Des enquêtes ont déjà été réalisées auprès des entreprises, dont les données figurent dans le rapport au Parlement 2009.
Mme Frédérique Sachwald, chef du département Politiques d’incitation à la R&D des entreprises. Nous savions que nous ne pourrions pas procéder à une étude économétrique avant de disposer des données et nous avons donc conduit deux séries d’enquêtes.
La première, à la fin de l’année 2008, a porté sur la pratique du CIR en 2005-2007 et sur les prévisions des entreprises à la suite de la réforme. C’est de là que sont issues les informations sur la réactivité différentielle entre les PME et les grandes entreprises à l’accroissement du CIR et sur le fait que les entreprises utilisent souvent un portefeuille d’aides et non pas une aide unique, ce qui pose un vrai problème méthodologique d’un point de vue économétrique. En effet, il existe trois profils d’entreprises : celles qui n’ont recours qu’au CIR, l’aide la plus utilisée ; celles qui, plus petites, utilisent également OSEO et des aides régionales, les très petites utilisant le dispositif Jeune entreprise innovante – JEI – ; celles qui, plus grandes, recourent aux subventions des pôles de compétitivité et de l’Europe. Il conviendra donc de distinguer les différents impacts de chacun des dispositifs, ce que nous n’avions pas fait avant que l’enquête de 2008 ne souligne clairement cet aspect de la question. Ce sont les très petites entreprises qui ont tendance à cumuler le plus grand nombre d’aides.
La seconde enquête, conduite à la fin de l’année 2009, s’est concentrée sur un des objectifs majeurs de la réforme de 2008, l’attractivité du territoire : un questionnaire a été adressé, d’une part, à des multinationales françaises, d’autre part, à des multinationales étrangères présentes en France.
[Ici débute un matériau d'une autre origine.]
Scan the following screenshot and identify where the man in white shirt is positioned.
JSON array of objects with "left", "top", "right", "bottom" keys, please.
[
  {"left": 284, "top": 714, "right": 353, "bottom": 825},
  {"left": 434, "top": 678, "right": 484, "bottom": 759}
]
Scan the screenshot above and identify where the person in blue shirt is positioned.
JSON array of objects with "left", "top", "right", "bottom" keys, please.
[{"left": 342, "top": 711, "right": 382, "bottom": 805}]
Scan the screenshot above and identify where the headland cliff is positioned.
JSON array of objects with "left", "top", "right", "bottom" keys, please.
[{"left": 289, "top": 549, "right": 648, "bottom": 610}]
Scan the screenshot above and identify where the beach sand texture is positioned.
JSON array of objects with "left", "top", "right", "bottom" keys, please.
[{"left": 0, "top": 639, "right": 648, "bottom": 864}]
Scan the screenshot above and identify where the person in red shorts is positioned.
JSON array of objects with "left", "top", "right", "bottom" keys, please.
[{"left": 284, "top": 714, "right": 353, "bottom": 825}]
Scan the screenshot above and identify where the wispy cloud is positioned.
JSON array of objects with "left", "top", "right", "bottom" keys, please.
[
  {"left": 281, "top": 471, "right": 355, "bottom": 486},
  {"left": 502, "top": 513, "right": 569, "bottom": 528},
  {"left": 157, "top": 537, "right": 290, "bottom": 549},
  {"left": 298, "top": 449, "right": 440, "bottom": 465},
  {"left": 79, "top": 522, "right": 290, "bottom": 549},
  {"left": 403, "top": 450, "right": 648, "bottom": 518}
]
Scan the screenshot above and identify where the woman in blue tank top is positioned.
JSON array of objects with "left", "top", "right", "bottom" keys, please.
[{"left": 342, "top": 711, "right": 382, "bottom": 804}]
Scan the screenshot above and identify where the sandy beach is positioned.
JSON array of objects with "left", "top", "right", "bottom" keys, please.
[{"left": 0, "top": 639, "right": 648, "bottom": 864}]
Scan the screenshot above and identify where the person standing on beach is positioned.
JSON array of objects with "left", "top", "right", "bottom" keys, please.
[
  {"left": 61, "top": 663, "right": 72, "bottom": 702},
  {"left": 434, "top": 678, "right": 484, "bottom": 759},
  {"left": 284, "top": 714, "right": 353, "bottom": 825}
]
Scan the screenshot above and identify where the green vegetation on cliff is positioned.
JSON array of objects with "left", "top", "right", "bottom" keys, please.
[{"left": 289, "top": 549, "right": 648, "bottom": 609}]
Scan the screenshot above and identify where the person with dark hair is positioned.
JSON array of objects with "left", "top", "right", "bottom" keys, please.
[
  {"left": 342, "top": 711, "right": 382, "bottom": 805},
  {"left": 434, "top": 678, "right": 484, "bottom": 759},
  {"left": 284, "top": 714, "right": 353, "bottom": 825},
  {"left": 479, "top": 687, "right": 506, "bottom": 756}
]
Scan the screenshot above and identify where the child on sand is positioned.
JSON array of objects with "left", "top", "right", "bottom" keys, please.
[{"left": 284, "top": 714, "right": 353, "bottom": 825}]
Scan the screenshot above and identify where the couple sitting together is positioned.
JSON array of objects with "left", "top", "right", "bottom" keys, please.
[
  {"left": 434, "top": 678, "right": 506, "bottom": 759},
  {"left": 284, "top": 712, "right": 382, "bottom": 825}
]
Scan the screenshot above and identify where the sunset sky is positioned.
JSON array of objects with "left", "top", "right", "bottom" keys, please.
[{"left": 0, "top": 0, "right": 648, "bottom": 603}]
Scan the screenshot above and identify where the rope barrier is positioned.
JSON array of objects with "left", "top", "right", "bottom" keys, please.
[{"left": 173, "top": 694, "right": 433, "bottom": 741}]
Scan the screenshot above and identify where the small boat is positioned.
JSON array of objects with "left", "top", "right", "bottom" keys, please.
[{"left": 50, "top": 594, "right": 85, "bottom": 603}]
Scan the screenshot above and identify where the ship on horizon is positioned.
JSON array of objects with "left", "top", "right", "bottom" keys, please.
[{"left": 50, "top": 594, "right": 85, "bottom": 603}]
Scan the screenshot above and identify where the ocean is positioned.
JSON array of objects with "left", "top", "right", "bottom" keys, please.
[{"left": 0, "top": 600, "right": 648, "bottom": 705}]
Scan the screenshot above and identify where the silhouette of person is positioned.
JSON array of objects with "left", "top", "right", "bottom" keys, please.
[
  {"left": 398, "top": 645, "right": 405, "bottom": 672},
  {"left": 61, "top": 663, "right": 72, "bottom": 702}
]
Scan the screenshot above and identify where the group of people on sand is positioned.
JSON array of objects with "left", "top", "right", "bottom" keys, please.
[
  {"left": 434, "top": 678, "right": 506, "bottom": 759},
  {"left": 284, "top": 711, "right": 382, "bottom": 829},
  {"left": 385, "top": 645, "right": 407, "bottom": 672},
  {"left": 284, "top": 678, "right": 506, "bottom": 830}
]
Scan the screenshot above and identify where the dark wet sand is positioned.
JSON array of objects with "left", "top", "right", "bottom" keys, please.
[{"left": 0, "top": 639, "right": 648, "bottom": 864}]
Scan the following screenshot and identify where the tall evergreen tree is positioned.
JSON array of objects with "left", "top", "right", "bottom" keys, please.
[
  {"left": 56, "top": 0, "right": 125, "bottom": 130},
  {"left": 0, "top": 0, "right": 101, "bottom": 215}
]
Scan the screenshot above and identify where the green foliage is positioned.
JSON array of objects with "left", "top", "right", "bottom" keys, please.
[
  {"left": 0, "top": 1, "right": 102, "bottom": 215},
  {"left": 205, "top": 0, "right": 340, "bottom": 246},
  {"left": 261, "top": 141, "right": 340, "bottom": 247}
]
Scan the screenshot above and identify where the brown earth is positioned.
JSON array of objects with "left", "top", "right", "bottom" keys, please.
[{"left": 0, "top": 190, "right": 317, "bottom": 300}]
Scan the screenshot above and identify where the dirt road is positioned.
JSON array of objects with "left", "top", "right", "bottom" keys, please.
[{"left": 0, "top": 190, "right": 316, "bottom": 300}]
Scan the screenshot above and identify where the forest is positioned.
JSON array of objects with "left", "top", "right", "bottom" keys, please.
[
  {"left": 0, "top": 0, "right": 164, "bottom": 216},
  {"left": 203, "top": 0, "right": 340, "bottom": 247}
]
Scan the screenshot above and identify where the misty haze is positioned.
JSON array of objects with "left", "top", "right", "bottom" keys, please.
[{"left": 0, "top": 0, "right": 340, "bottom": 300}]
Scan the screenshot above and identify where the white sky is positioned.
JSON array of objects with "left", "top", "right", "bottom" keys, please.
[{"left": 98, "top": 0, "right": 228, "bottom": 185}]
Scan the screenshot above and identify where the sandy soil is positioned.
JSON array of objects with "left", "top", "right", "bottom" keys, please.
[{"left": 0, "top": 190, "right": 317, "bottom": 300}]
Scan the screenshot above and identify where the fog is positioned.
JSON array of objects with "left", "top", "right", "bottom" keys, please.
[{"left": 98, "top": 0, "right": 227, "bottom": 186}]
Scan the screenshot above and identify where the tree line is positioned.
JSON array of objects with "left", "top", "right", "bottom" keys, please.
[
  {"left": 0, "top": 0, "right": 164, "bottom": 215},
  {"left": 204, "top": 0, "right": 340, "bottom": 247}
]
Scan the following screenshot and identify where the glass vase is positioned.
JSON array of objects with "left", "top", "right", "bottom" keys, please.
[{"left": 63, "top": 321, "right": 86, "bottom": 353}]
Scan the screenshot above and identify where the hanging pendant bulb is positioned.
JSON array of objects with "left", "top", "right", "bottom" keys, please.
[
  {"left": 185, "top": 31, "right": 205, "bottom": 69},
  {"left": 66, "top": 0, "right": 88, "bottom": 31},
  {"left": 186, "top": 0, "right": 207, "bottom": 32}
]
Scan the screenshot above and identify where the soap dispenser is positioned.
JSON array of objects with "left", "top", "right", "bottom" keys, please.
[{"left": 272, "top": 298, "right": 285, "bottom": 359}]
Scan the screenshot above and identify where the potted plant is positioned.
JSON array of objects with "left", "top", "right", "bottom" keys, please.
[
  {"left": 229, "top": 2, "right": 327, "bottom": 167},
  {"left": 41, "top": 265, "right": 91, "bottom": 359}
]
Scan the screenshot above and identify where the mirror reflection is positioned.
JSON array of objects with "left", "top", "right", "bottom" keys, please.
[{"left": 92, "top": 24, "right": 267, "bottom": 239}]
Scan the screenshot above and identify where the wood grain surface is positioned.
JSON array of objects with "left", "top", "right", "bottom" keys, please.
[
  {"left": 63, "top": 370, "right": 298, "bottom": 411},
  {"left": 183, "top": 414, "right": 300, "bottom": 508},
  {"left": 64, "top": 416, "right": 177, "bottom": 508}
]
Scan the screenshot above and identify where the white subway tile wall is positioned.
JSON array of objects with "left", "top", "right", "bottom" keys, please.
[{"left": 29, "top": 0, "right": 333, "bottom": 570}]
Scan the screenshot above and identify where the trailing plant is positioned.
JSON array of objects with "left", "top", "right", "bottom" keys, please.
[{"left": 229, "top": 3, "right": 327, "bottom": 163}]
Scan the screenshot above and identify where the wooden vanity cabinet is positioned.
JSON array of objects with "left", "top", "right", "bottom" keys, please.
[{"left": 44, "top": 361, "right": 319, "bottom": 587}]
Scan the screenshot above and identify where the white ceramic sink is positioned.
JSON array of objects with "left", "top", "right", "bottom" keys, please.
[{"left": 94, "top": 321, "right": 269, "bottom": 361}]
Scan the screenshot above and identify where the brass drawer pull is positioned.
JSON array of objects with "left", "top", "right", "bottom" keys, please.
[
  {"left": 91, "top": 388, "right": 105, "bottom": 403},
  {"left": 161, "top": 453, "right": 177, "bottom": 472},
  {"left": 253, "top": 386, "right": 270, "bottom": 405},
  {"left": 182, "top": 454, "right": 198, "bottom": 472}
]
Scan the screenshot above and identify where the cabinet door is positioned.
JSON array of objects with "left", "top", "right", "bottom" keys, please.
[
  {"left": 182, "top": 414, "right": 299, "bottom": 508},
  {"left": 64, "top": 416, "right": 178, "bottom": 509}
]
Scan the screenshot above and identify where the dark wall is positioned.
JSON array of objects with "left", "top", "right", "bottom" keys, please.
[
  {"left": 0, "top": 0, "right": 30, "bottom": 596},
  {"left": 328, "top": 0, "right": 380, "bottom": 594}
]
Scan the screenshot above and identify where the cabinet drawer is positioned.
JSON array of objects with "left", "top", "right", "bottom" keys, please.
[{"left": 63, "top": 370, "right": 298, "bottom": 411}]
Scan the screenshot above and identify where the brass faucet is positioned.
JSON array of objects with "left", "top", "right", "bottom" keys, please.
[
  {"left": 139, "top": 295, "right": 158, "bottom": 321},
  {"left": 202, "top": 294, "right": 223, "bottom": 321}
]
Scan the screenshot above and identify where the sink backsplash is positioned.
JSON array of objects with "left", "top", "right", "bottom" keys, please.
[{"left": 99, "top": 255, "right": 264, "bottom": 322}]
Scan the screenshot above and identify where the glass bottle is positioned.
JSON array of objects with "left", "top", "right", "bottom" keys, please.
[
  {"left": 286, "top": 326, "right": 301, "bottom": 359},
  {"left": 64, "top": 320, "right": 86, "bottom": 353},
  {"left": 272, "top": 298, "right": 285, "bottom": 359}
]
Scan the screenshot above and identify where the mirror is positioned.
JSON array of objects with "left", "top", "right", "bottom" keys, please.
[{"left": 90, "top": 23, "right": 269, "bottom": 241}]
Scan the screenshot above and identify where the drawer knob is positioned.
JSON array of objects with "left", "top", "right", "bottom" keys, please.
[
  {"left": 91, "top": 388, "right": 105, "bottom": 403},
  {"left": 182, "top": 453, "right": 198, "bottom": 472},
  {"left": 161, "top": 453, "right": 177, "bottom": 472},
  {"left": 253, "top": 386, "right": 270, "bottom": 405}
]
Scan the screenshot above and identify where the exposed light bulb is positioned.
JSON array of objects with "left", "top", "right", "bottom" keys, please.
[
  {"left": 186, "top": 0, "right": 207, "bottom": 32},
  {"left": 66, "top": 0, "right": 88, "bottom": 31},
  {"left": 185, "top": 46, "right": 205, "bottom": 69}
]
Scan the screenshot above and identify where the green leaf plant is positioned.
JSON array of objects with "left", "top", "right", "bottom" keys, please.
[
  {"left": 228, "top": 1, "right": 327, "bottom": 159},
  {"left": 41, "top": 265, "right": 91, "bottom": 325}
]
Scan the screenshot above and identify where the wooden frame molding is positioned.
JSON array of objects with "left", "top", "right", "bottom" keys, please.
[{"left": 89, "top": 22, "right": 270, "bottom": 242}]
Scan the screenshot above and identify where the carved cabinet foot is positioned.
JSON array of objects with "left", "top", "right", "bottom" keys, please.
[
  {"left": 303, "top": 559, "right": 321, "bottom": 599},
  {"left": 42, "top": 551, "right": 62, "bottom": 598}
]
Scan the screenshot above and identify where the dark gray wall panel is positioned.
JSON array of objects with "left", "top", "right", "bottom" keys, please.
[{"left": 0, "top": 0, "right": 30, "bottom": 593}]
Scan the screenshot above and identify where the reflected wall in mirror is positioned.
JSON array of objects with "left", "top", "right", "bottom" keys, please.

M. Jean-Pierre Gorges, Rapporteur. Il est vrai que la période d’observation de la réforme de 2008 est brève, d’autant que nous ne disposons pas encore des chiffres définitifs. Toutefois, quels sont les critères auxquels vous recourez pour vérifier, d’une part, si la réforme du CIR s’est traduite par un effet de levier en termes d’investissement dans la recherche et le développement, et d’autre part, si cet investissement a été efficace en termes de valeur ajoutée ?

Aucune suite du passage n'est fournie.